Start a screen session:

screen

Start a SLURM session:

srun --job-name=xbfr_data_download_voxceleb --pty --ntasks=1 --cpus-per-task=4 --mem=16G --gres=gpu:0 bash

Build the Docker image:

docker build \
--build-arg USER_ID=$(id -u) \
--build-arg GROUP_ID=$(id -g) \
-t xbfr_data_download_voxceleb_img .

Run the Docker container:

nvidia-docker run --rm -it \
 --shm-size=16g \
 --name xbfr_data_download_voxceleb \
 --volume /cluster/home/xbfr/SSAST_SV:/workspace/SSAST_SV \
 --volume /raid/xbfr:/raid/xbfr \
 --env SLURM_JOB_ID \
 xbfr_data_download_voxceleb_img bash

Inside the Docker container, run the download script:

./download_data.sh voxceleb

Detach from the screen session by pressing Ctrl + A followed by D.

AudioSet

Start a screen session:

screen

Start a SLURM session:

srun --job-name=xbfr_data_download_audioset --pty --ntasks=1 --cpus-per-task=4 --mem=16G --gres=gpu:0 bash

Build the Docker image:

docker build \
--build-arg USER_ID=$(id -u) \
--build-arg GROUP_ID=$(id -g) \
-t xbfr_data_download_audioset_img .

Run the Docker container:

nvidia-docker run --rm -it \
--shm-size=16g \
--name xbfr_data_download_audioset \
--volume /cluster/home/xbfr/SSAST_SV:/workspace/SSAST_SV \
--volume /raid/xbfr:/raid/xbfr \
--env SLURM_JOB_ID \
xbfr_data_download_audioset_img bash

Inside the Docker container, run the download script:

./download_data.sh audioset

Detach from the screen session by pressing Ctrl + A followed by D.

Exiting the Sessions

After a while, the datasets will have been downloaded. Reattach to the screen sessions using their respective identifiers:

screen -r [pid.]tty.host

Follow the instructions below to exit the Docker container, SLURM session, and screen session.

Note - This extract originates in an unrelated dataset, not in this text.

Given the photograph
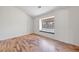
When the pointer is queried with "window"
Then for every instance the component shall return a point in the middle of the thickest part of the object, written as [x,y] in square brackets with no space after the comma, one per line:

Exit the Docker container:

exit

Exit the SLURM session:

exit

Exit the screen session:

exit

Repeat these steps for each screen session.

Checking Download Progress

To monitor download progress:

Navigate to the directory:

cd utils/data_downloading

Start a SLURM session:

srun --job-name=xbfr_progress_monitoring --pty --ntasks=1 --cpus-per-task=2 --mem=8G --gres=gpu:0 bash

Build the Docker image:

docker build -f Dockerfile.analysis \
--build-arg USER_ID=$(id -u) \
--build-arg GROUP_ID=$(id -g) \
-t xbfr_progress_monitoring_img .

Run the analysis:

nvidia-docker run --rm -it \
--name xbfr_progress_monitoring \
--volume /cluster/home/xbfr/SSAST_SV:/workspace/SSAST_SV \
--volume /raid/xbfr:/raid/xbfr \
--env SLURM_JOB_ID \
xbfr_progress_monitoring_img bash

Inside the Docker container, run the analysis python script:

python3 print_info.py

Exit the container and SLURM session:

exit
exit

Repeat these steps periodically to track download progress.